Onshore power link cuts weight and cost of Gjøa platform
ABB has won a NOK 500 million ($72 million) order to supply a subsea power cable to Statoil’s Gjøa development in the North Sea. This will be the first delivery of a high-voltage cable (36 kV or more) to transmit power to a floating offshore installation, according to Hans Åke Jonsson, vice president at ABB Power Technologies with responsibility for global cable operations.
The project was initiated by Statoil to gain substantial environmental benefits - power generated offshore with very low efficiency is replaced by power generated onshore with very high efficiency and carbon dioxide removal. The solution also reduces platform weight and total cost, making it very interesting in a broader perspective, according to Statoil.
The Gjøa cable will be 98 km (61 mi) long and transmit 40 MW of power at 90 kV. In addition to engineering, procurement, and manufacture, ABB is also responsible for installation, scheduled for 2009. Gjøa is due onstream in late 2010.
The cable will be based on ABB’s high-voltage XLPE (cross-linked polyethylene) subsea cable, which has low electrical losses, is resistant to oil, solvents, and abrasion, and has excellent tensile strength, according to the company. More than 2,300 km (1,429 mi) of this cable have been delivered to projects around the world.
ABB is a leading force in the supply of power-from-shore systems in the North Sea.

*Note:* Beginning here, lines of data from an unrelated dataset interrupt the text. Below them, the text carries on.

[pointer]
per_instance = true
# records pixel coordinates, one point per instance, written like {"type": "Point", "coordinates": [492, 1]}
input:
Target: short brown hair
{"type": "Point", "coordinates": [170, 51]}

In 2005, the company supplied its HVDC (high-voltage, direct current) Light technology to Statoil’s Troll A to provide power for a pre-compression project, and currently it is supplying converter stations for a power-from-shore system to BP’s Valhall redevelopment project.

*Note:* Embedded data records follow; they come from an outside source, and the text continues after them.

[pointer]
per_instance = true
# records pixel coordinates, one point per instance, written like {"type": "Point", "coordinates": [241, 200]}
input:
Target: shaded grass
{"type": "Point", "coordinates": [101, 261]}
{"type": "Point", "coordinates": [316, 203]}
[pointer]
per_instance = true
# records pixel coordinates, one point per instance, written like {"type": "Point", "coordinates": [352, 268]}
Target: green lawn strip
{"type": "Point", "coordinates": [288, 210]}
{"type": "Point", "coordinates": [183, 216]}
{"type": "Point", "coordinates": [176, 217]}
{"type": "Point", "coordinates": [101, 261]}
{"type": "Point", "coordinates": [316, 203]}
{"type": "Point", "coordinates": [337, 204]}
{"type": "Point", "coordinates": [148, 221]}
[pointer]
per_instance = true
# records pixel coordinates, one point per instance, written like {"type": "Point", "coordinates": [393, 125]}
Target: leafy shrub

For Gjøa, power will be transmitted in alternating current form, so that there will be no need for AC-DC conversion either at shore or on the platform.
Power for Gjøa will come from a new combined heating and power plant that Statoil is building at the site of its Mongstad refinery in western Norway. When Gjøa is operating at full capacity, the combination power from shore with the Mongstad CHP plant will eliminate the production of about 230,000 metric tons (253,531 tons) a year of carbon dioxide emissions.

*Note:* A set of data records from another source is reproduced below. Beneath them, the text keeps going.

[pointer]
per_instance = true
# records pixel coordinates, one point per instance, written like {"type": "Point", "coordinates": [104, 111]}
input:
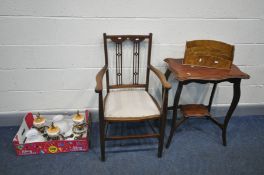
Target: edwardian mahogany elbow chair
{"type": "Point", "coordinates": [205, 61]}
{"type": "Point", "coordinates": [129, 101]}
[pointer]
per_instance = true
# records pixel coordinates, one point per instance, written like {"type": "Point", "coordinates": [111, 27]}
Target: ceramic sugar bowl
{"type": "Point", "coordinates": [53, 132]}
{"type": "Point", "coordinates": [78, 118]}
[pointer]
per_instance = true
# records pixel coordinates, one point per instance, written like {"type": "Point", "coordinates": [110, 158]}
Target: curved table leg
{"type": "Point", "coordinates": [167, 75]}
{"type": "Point", "coordinates": [175, 107]}
{"type": "Point", "coordinates": [235, 100]}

Transmission to Gjøa will start at a sub-station at Mongstad, where power arriving at around 132 kV will be converted to 90 kV. On arrival at the platform, it will pass through transformers for distribution at 11 kV and in high voltage. ABB has other substantial deliveries of electrical equipment to Gjøa, including drives, drive transformers, and HV and medium-voltage switch-gear.
The platform will be in a water depth of 380 m (1,247 ft). While the water depth presents no special problems for the static part of the cable, which lies on the seabed, there are serious challenges for the dynamic part, the section that hangs in the water column between the seabed and the platform, Jonsson says.
This section will be about 1,500 m (4,921-ft) long, and given that the cable weighs about 85 kg/m, will have a weight in air of 130 metric tons (143 tons). Hanging in the water column, it will be subject to loadings from sources such as sea currents, waves, and the movement of the platform itself, which will affect its fatigue life. It is also essential to ensure that the cable is watertight.
Finding an acceptable solution took a year of studies, Jonsson says. Buoyancy elements will be used to configure the cable in a wave formation, thus reducing the loadings.
Traditionally, lead is used to protect a subsea cable from water ingress, but in a dynamic application, it could be subject to excessive fatigue loading. A new (confidential) solution has therefore been specified for the Gjøa cable, Jonsson says. Laboratory testing of a prototype section of cable was carried out to verify both its fatigue life and watertightness.
Statoil considered both AC and DC power supply for Gjøa. While most of the platform’s requirements will be met by power from shore, the gas export compressor will be powered by an offshore turbine. Heat from the exhaust stream will be captured and used, giving high-efficiency use of the turbine, according to Statoil. This solution also means that the imported power requirement is reduced and can be met by AC power.
Transmission of 40 MW over a distance of nearly 100 km (62 mi) is close to the practical limit for an AC solution, according to Magnus Larsson-Hoffstein, ABB’s project manager for the Gjøa cable. The limits can be extended by means of reactive compensation, but this adds considerably to the cost and complexity, making the AC solution less competitive.
Following the signing of the contract in June, detailed engineering for the Gjøa cable is now under way. The cable will be manufactured early next year at ABB Power Technologies’ cable manufacturing facility at Karlskrona in southern Sweden. Installation will be subcontracted to OceanTeam, with which ABB Power Technologies has a long-term agreement.
The environmental benefits constitute an important driver for power-from-shore solutions, not only for the offshore oil and gas sector but also offshore wind farms, according to Jonsson. ABB has several ongoing deliveries to offshore wind farms both in the North Sea and Baltic Sea.
Interest in such solutions for offshore oil and gas projects is also growing in other parts of the world, such as West Africa, the Middle East, and the Far East. ABB already has one subsea power cable installed in the Arabian Gulf, which serves Saudi Aramco’s Abu Safah field 50 km (31.07 mi) offshore.